Wednesday, June 23, 2004

TT: Al Qaeda influenced by Hollywood

Am I the only person who, upon learning of Al Qaeda's ten-plane plot for September 11, was reminded of...Hollywood?

Think about it: Here we have a terrorist plot of blockbuster proportions, featuring the destruction of landmarks, the mass murder of tens of thousands of civilians and a final sequence in which Al Qaeda terrorist chief Khalid Shaikh Mohammed hijacks a plane, murders all the male passengers and lands at an American airport, where he makes a speech to the media about the corruption of the West. It's so over the top, so image-laden and willfully spectacular that you can see the movie poster more easily than the news coverage-it makes more sense as action-adventure fantasy than the stuff of geopolitics.

Apparently, Osama bin Laden also thought so; he passed on the original plan as unrealistic, pushing for a more stripped-down attack instead. Setting aside for the moment the sheer through-the-looking-glass absurdity of any situation in which bin Laden comes off as the voice of reason, the whole thing seems like a skewed variation of a pitch meeting, with Mohammed filling the role of the overeager screenwriter ("And then, in the third act, we kill the men and alert the press"), while bin Laden stands in for the jaded studio chief.

I don't mean to make light of September 11 and its all-too-nonfiction horrors; nothing about it should ever be read as make-believe. Yet I can't help but be intrigued by this apparent confluence of Hollywood and Islamic fundamentalism, by the blurring between these two inimical cultures, if only because it indicates how interconnected our world has become.

We already know that Al Qaeda relies on the infrastructure of Western materialism to put its plans into action-cell phones, e-mail, jetliners and the electronic transfer of funds. What's striking about the Mohammed plot, though, is the degree to which it suggests that Western influences have infiltrated not just the mechanics but the aesthetics of modern terrorism. What does it tell us when an Al Qaeda chief envisions a starring role for himself in a scripted orgy of destruction, when he dreams of devastation on the scale of a film like, say, The Day After Tomorrow or Independence Day?

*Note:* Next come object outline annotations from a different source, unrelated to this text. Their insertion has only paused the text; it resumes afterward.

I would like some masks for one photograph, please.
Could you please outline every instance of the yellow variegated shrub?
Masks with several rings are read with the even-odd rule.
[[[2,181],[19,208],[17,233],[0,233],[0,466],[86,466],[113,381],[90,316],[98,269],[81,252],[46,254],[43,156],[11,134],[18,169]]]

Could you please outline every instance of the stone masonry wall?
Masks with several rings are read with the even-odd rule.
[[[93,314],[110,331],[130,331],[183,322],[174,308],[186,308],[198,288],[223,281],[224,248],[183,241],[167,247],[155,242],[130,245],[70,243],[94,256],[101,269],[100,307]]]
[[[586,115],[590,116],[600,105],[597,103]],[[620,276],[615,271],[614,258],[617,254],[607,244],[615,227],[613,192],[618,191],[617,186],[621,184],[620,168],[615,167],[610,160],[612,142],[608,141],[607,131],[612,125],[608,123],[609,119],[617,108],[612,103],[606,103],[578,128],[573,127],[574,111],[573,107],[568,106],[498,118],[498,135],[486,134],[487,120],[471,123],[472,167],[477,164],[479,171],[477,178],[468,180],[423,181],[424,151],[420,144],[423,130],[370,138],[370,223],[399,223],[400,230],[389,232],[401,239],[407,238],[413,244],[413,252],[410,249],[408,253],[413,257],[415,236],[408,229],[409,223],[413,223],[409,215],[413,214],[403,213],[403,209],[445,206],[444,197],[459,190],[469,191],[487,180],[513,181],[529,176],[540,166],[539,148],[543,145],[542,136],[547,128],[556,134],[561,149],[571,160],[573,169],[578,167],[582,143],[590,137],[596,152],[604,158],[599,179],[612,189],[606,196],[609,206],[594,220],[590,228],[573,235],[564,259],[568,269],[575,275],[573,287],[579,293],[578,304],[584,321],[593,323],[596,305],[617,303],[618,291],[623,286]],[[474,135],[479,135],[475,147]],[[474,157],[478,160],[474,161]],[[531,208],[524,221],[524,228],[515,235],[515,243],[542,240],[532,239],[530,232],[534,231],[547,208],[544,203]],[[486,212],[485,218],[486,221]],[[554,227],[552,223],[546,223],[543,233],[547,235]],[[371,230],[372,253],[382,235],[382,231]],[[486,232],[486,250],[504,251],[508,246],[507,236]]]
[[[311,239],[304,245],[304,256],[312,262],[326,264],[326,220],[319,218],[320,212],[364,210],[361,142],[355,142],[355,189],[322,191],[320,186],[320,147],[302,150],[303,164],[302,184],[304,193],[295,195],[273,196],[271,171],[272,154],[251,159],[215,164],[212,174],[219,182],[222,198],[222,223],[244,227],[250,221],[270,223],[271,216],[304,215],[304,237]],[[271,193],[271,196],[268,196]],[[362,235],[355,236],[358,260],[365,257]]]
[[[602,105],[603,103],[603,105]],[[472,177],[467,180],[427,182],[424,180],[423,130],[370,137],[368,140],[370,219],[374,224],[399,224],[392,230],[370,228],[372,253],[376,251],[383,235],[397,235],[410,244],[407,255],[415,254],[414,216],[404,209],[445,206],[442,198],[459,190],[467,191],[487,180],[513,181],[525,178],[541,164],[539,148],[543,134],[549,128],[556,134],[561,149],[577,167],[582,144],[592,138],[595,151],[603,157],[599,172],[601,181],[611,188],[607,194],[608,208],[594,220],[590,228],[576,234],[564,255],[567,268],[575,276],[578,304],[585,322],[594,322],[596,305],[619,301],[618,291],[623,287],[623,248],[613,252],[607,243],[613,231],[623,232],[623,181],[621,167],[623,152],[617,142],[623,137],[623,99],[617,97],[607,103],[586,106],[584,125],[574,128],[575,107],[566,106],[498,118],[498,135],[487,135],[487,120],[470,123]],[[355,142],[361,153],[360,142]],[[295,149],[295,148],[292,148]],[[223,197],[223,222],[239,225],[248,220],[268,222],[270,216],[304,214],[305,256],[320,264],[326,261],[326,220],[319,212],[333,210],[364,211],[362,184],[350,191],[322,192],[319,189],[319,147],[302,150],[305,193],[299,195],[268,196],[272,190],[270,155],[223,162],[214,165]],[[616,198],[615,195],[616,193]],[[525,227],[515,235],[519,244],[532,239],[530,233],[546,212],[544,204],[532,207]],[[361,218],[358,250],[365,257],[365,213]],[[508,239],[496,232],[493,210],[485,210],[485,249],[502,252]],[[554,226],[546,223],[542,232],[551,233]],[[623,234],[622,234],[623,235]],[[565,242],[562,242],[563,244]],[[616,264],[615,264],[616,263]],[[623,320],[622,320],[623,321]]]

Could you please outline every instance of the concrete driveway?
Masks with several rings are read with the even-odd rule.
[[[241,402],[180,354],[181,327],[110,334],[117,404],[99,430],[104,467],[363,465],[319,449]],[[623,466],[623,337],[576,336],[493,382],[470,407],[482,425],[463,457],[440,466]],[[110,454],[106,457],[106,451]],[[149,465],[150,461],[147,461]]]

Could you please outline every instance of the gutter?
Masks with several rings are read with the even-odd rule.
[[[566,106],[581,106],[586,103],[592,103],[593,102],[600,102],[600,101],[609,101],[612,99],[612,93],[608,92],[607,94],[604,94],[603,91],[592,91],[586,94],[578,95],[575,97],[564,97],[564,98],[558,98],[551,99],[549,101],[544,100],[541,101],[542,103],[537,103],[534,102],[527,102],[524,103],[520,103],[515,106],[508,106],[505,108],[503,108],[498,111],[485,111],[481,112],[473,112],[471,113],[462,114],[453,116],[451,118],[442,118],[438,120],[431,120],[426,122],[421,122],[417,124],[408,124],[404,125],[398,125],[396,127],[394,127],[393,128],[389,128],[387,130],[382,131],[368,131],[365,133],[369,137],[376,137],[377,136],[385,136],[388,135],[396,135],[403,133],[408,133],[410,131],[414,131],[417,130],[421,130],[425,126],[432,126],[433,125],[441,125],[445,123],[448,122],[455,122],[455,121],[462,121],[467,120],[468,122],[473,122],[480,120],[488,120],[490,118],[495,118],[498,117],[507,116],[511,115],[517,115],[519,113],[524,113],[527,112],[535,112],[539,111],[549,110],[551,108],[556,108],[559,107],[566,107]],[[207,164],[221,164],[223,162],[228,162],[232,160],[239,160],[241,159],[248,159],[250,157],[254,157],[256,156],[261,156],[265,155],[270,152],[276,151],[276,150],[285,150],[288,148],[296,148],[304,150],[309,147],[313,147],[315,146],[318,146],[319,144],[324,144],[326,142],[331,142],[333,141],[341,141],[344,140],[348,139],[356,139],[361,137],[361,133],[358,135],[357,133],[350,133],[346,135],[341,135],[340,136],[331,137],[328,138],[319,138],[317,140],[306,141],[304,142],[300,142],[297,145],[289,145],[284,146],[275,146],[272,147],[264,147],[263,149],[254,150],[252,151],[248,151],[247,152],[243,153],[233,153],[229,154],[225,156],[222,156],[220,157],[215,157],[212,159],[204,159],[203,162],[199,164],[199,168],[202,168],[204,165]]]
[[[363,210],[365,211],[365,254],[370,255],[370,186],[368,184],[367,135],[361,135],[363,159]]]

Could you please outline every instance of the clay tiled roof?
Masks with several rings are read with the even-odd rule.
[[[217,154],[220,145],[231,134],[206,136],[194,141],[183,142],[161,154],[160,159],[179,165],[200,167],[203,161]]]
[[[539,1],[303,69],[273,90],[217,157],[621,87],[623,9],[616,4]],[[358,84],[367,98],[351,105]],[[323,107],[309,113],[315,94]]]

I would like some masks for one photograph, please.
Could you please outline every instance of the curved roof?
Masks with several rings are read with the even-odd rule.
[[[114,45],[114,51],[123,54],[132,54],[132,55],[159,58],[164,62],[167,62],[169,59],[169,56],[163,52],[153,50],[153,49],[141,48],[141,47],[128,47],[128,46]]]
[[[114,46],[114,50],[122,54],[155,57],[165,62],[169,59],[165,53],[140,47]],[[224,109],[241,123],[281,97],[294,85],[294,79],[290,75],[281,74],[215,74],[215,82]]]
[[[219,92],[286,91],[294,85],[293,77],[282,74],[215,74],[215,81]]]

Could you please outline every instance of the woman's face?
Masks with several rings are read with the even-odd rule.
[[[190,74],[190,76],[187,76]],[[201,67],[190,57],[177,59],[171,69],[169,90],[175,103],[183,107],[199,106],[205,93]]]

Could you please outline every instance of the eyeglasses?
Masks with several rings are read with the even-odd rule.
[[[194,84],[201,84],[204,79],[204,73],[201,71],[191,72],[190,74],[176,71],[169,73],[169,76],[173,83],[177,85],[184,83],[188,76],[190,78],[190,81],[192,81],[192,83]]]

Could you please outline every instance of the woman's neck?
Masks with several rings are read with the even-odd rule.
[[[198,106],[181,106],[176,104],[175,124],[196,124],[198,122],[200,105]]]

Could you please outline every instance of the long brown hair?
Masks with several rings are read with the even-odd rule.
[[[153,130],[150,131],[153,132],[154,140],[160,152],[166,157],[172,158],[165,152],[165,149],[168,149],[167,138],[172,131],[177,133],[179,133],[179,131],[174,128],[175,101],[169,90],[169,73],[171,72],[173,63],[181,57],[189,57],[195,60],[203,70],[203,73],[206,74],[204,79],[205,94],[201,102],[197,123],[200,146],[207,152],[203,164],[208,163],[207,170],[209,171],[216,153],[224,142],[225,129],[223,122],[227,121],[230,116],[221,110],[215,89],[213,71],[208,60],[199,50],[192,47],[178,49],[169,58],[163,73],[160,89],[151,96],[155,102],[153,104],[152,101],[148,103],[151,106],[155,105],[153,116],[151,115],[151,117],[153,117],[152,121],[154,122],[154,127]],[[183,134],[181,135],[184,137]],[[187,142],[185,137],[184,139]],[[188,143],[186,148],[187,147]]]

It's easy to dismiss this as an ambitious fantasy, but then, before September 11, I never would have believed that anyone would or could crash a plane into a skyscraper and bring it down.

So how do we parse reality from illusion? How do we know where we stand, what to hold on to? In many ways, of course, such confusion is the whole point of terrorism-to make us question our assumptions, to see the structure of society as fallible, a chimera that can't protect us.

On a more superficial level, that's also what attracts us to disaster films, an open-ended sense of negative possibility, of the catharsis in confronting the terror outside our doors, under our beds.

It's been reported that, before September 11, a US software company was working on a video game about an attack on the World Trade Center, the plans for which were subsequently scrapped.

But if Al Qaeda's ten-plane plot tells us anything, it's that this cultural confusion cuts both ways. Among the more compelling details that emerged from the 9/11 commission is that one of the hijackers, Ziad Samir Jarrah, had a taste for beer and discos; he had frosted hair and a girlfriend, yet, despite considerable misgivings, he managed to reconcile all this with the idea of martyrdom. Once again, we confront the blending of seemingly irreconcilable perspectives, made more unsettling by its implicit understanding (embrace, even) of our way of life. I can think of no more fitting metaphor for an era in which secular relativism and theocratic absolutism come bound together in an enormous Gordian knot.